Quad's beautiful amp looks like it's straight out of a 70s sci-fi movie
The Quad 3 blends retro looks and cutting-edge audio tech to beautiful effect


Quick Summary
The gorgeous Quad 3 amp comes with a high-spec DAC, low noise phono stage, Class AB amplification, and a headphone amp too.
Priced at £1,249 (about $1,691 / €1,465 / AU$2,608), it's available now.
Following the success of its 22 and 33 pre-amps, Quad has launched a new integrated amplifier that mixes old and new to stunning effect.

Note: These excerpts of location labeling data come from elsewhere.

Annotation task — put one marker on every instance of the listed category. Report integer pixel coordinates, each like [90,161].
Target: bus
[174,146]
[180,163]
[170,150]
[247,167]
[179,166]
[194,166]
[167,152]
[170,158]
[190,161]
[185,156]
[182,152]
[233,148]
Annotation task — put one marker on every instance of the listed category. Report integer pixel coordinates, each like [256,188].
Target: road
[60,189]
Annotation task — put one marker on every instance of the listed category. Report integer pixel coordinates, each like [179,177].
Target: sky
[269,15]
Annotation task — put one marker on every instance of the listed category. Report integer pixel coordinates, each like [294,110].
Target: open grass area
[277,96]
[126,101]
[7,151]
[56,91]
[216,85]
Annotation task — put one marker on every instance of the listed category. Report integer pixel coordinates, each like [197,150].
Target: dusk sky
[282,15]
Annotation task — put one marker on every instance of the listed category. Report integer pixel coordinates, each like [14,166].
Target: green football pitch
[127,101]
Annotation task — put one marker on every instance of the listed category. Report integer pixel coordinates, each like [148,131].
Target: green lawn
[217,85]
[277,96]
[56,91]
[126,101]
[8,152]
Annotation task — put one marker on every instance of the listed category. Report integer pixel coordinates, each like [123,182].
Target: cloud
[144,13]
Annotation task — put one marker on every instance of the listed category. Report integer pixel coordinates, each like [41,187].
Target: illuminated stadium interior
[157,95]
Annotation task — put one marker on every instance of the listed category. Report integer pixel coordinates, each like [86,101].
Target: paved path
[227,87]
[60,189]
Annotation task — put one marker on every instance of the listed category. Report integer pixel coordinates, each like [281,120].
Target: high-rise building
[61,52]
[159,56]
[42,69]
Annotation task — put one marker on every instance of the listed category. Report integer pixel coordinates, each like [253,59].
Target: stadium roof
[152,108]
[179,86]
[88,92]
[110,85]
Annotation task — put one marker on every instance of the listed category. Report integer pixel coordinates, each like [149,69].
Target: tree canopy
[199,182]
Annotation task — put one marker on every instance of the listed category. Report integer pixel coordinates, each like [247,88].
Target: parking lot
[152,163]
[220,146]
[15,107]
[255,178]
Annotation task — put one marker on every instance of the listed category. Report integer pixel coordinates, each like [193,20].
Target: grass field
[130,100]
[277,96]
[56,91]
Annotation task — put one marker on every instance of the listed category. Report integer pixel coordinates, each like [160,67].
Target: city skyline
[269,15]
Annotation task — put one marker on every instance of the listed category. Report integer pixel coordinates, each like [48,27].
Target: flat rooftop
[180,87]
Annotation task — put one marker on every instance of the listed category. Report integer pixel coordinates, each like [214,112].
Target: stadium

The design looks like something you'd have got in the 1970s if you'd asked someone to design a sound system for a spaceship, and its design DNA goes back even further. It takes stylistic cues from the original 22 preamp and its successor, 1967's 33.
So the design is based on the 22's layout and colour scheme, with a modern take on the 33's two-tone design.
I think it's absolutely gorgeous, and while the outside harks back to the past the inside is anything but old-fashioned.
QUAD 3: key features and pricing
The Quad 3's Class AB output stage is fed by an ultra-low noise toroidal transformer and delivers 65W per channel into 8 ohms or 100W per channel into 4 ohms.
The integrated amplifier adds a new dimension to Quad's audio offerings, because where 2024's 33 pre-amp is strictly analoguem the Quad 3 has a built-in ES9038Q2M DAC that enables you to use digital sources too.
There is USB, HDMI 2.1 ARC/eARC and Bluetooth with aptX HD on board, and there's an ultra-low noise phono stage and headphone amp too. That's a lot of options in a very small package, just 30cm wide.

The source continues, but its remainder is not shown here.